Kedar K. V. Mate, PT PhD1; Brittany R. Lapin, PhD MPH2,3; and David Sugano, DrPH2
1Faculty of Medicine and Health Sciences, McGill University, Montreal, Quebec, Canada
2Department of Quantitative Health Sciences, Lerner Research Institute, Cleveland Clinic, USA
3Neurological Institute Center for Outcomes Research and Evaluation, Cleveland Clinic, USA
Survival of people following catastrophic events or diagnoses has dramatically improved due to advances in medicine. More people are now living with one or more chronic health conditions. A minority of these people find it difficult to adjust to their “new normal” and cannot accommodate their new condition and thus perceive their quality of life (QOL) to be lower. QOL is an increasingly important component of patient-centered care. For patients diagnosed with chronic disabilities, QOL initially declines but typically returns to pre-condition levels due to patients accommodating to their new normal. Others are unable to accommodate and continue to seek services to improve their QOL to little avail. As QOL is determined not only by the patient’s clinical condition but also by how well they adjust, it is critical for patients to actively participate, if not control, this aspect of recovery.
The current healthcare system approach is a deficit-based approach. In other words, it attempts to ‘fix’ what is wrong with an organ or organ system, for instance, achieving a normal value in a laboratory test such as lipid profile. While the deficit-based approach may work early in the course of a disease or where pre-disease health status is a realistic outcome, this approach may be counterproductive in chronic conditions where little or no change in function is possible. Identifying a new phenotype of chronic disability/disease patients who cannot adjust or accommodate to their diminished health state and report poor QOL is an important goal. Currently, the majority of services for chronically ill patients typically go to a minority of patients who are the most dissatisfied with the QOL in their condition. In a fee-for-service system, this drives costs up with little gain in clinical improvement. As QOL researchers within a healthcare system, we propose that care paths focus more on helping patients create a new normal as a critical part of their restorative or rehabilitative service, which will improve their QOL while also potentially reducing unnecessary health costs and improving the satisfaction of both patients and care providers.
The WHO has defined quality of life as individuals’ perception of their position in life in the context of the culture in which they live and in relation to their goals, expectations, standards, and concerns. In the context of health research, QOL goes beyond a description of health status and rather is a reflection of the way that people perceive and react to their health status and to other nonmedical aspects of their lives. According to Aristotle, QOL would be the best kind of life, the happiest life, which is the life of virtue comprising: (i) intellectual or theoretical contemplation, including scientific activity (considered the primary form of happiness); and (ii) practical or moral virtue including courage moderation, generosity, and justice (the secondary form of happiness). In a modern context, this would imply that one needs to contemplate aspects of life engagement and then act in a moral way or, in other words, be both smart and nice. The ‘disability paradox’ posits that physicians believe people with disabilities have worse QOL compared to those without disabilities, and they are unable to imagine good QOL beyond medical interventions. Yet perhaps status quo health care services for people with chronic conditions are no longer feasible and may also give false hope for improvement/change. Physicians should strive to help patients find other sources of meaning and overall happiness in life. We propose a new intervention framework for people living with chronic conditions using patients’ happiness at the heart of care – a care model designed for the patient and by the patient.

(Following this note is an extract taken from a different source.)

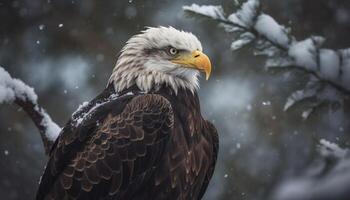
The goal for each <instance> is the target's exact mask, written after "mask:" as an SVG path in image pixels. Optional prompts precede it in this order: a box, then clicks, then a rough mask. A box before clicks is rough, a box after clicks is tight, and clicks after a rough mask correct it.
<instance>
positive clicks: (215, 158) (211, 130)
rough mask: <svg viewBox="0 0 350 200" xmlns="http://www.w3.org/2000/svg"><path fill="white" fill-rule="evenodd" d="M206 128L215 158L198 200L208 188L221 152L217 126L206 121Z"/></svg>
mask: <svg viewBox="0 0 350 200" xmlns="http://www.w3.org/2000/svg"><path fill="white" fill-rule="evenodd" d="M205 126H206V127H205V129H204V130H205V131H206V133H205V135H208V136H209V137H210V138H211V144H212V145H213V150H212V152H213V154H212V155H213V156H212V158H211V160H212V162H211V163H210V166H209V169H208V171H207V173H206V175H205V178H204V183H203V185H202V187H201V189H200V193H199V198H198V199H202V197H203V196H204V194H205V191H206V190H207V188H208V185H209V182H210V179H211V177H212V176H213V173H214V169H215V164H216V160H217V156H218V152H219V136H218V132H217V130H216V128H215V126H214V125H213V124H212V123H211V122H209V121H206V123H205ZM208 160H210V159H208Z"/></svg>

The central assumption in our current model of care for people living with chronic conditions is that these patients are unhappy in their current chronic health state, which could be true as chronic health states are associated with some loss of function, limitations in activities, and participation restriction. What if the person is happy in their current state? We propose using a single item on happiness in the current state as a measure of quality of life and use that as an anchor to drive promoting that health state. A self-reported happy person will be able to avoid unnecessary medical care and truly experience a sense of self-acceptance, environmental mastery, well-being, personal growth, and autonomy. Our efforts should be targeted at helping people achieve these aspects of life despite their current health state. Our framework is founded on an amalgamation of a few theoretical approaches: resilience theory, model of meaning perspective transformation in physical rehabilitation, response shift, transformative learning, and others. We need a unified care approach that is patient-centered and driven by the patients.
The fact that most patients with disability or chronic illness are ultimately able to enjoy life and do this so well is a testament to the human spirit and ingenuity. As a society and medical community, we should identify and support those patients who cannot make this critical transition and recover their initial QOL. A simple method for identifying these patients is provided in the figure. In this way, we can help these patients maximize their QOL without using limited healthcare services and resources on this unique psychosocial problem.